Read on to find out.
This post was a little bit inspired by another blog musing about how to prevent really ugly first-round match ups in fun/narrative tournaments, because nobody wants to start their day of a friendly even by getting their teeth kicked in. I may have some more detailed musings on that later, but it prompted another, more fundamental question: What does the distribution of round-by-round scores actually look like? Is a tournament dominated by nail-biters, or blowouts?
One might think, because of the way Swiss pairing works, that the scores narrow over time. The first round should be all over the place as lower-tier players (yours truly) get matched up with people who have the chance to go all the way, etc. But later rounds are matching up people with similar scores – presumably those games should be somewhat tighter. This potentially has a big influence on the way you plan for a tournament: if the scores narrow over time, the relative contribution of early rounds to a player’s score is greater, making early morning games more important to carry. In this way it would work a little bit like the adaptive scoring system for the GRE test one takes to get into graduate school in the U.S. – the first few questions are massively influential on your score, while the last are at best going to change things by a point or two. This would also have implications for those tournament players who enjoy an adult beverage the night before, and might not be at their best for the first few games.
But, as it turns out, this is not the case.
To look at this, I took the difference in scores between paired opponents, broken up by round, for the first six rounds of the LVO. The later rounds were small, and largely determining the winner from a much smaller pool, so I threw them out. Here’s what those differences look like:
Lets break this figure down a little bit. The odd shape for each round is the distribution of the differences in scores in that round – fatter areas indicate more games fell into that category. So, for example, that big bulge around 10 in round one? Indicates that a large number of the round one games had a total difference in scores between the players of 10. And overall, that’s a pretty consistent trend – every round has a hump at the “blowout” end of the spectrum, while really only Round 3 has a substantial number of tight games, where the difference in scores is quite close. Also interesting is that the “average” score (a ~7 point difference) actually happens quite infrequently: the average tournament game never really happens.
What’s this mean? First, that those who are dragging a bit in the early morning need not worry so much – there’s not a significant trend for narrowing scores as the day goes on. It may also mean that the multiple mission objectives from the ITC aren’t working as intended. For those who are curious:
Players score each mission in the ITC Scenarios separately, which then generate Mission Points to determine who wins the scenario.
The Dawn of War and Maelstrom missions are worth 4 Mission Points if won, 2 mission points to each player if the mission is tied, and 0 mission points if the mission is lost.
Each Bonus Point is worth 1 Mission Point. This generates a score of between 0-11 Mission Points.
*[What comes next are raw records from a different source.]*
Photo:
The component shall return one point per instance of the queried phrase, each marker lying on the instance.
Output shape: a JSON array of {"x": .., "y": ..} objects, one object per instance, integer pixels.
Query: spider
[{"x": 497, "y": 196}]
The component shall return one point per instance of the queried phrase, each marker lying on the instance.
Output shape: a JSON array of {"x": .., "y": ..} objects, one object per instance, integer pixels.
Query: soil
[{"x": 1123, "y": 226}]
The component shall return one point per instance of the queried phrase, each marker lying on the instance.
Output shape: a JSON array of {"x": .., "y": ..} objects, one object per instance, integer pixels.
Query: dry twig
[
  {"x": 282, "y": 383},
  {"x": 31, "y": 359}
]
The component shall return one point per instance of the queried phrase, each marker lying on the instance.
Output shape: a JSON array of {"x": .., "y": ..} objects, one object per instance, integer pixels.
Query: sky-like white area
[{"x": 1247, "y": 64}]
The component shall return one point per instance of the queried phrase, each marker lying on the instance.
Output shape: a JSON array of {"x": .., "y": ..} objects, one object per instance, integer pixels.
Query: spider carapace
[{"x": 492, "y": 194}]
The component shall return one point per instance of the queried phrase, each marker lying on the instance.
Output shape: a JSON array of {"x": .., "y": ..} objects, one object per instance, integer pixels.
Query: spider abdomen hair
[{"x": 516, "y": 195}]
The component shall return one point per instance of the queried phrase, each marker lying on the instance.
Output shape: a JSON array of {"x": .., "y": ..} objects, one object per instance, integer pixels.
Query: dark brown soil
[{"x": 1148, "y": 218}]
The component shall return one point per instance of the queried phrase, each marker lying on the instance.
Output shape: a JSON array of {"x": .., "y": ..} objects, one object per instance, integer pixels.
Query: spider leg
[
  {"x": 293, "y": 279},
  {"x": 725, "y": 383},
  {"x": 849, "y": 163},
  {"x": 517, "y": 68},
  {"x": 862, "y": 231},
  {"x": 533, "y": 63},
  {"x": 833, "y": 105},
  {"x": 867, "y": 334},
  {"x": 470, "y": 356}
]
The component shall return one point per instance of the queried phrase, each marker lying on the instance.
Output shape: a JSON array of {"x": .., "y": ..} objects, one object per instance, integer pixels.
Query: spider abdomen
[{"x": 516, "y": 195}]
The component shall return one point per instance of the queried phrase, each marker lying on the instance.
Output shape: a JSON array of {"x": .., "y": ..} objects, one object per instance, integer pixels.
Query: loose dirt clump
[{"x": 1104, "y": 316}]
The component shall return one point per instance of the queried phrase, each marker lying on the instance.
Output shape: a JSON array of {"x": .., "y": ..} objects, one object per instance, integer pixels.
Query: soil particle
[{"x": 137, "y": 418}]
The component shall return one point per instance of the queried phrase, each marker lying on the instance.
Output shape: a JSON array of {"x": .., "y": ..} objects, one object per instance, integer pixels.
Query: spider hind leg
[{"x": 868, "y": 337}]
The preponderance of 10 and 11 point differentials in the results indicates that, generally, the army that carries Dawn of War is also carrying the Maelstrom missions and picking up bonus points. If the intention of the different objective types are to have different armies claiming different aspects of the mission, followed by a showdown to see if being stronger in one area or another is enough, that seems to only happen in a minority of games.
Alternately, it could simply mean that tournament-level Warhammer 40K isn’t actually a game that produces close results, but is rather dominated by a “go big or go home” paradigm where there’s always a very clear winner. There are likely other explanations that I’m not seeing at the moment, and I’d be interested to hear them. Determining which is the case is, in the immortal words of any number of academic papers, left as an exercise to the reader.